I think there must be almost zero tolerance for “intellectual” discussion of any sort in the educational atmosphere here in the sandy wastelands. It seems that such talk is perceived as toxic, unnecessary and, dare we say, downright dangerous to ‘learning’. Consequently, there is a significant problem for anyone who seeks to move education away from its emphasis on classroom “techniques and tactics” and toward the “intellectual reasoning-through of important content.” What is more, “intellectuality” and its significance to learning and instruction cannot easily be understood, assessed or transmitted. There is a developmental process necessary here. To understand intellectual work, it is essential to understand reasoning as an intellectual process.
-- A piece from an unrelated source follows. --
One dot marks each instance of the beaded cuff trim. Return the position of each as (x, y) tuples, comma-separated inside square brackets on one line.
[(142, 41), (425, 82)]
To understand reasoning, in turn, it is essential to understand basic structures integral to it — for example, assumptions, inferences, and implications. Moreover, to understand these structures, it is essential to understand intellectual criteria crucial to the assessment of these structures in action. Finally, one understands all of this only by becoming intellectually disciplined oneself. This is not, of course, a matter of becoming an “intellectual” in some snobbish sense of the word. My students are only interested in ‘passing’. The staging post is defined, theirs is not an interest in the process, or even the principle, merely the acquisition of the necessary piece of paper, thus for them the concept of “intellectuality” has no meaning and often, when invited to think for themselves, it produces nothing more than irritation. Except for the one or two, who are willing to peer through the gloom and catch a glimpse of something more exciting, abstract, beautiful, diffuse or unreal. Raise a glass – the smooth, the blushful Hippocrene, to them and listen with them for the song of the nightingale. It’s been a particularly good year for Hippocrene.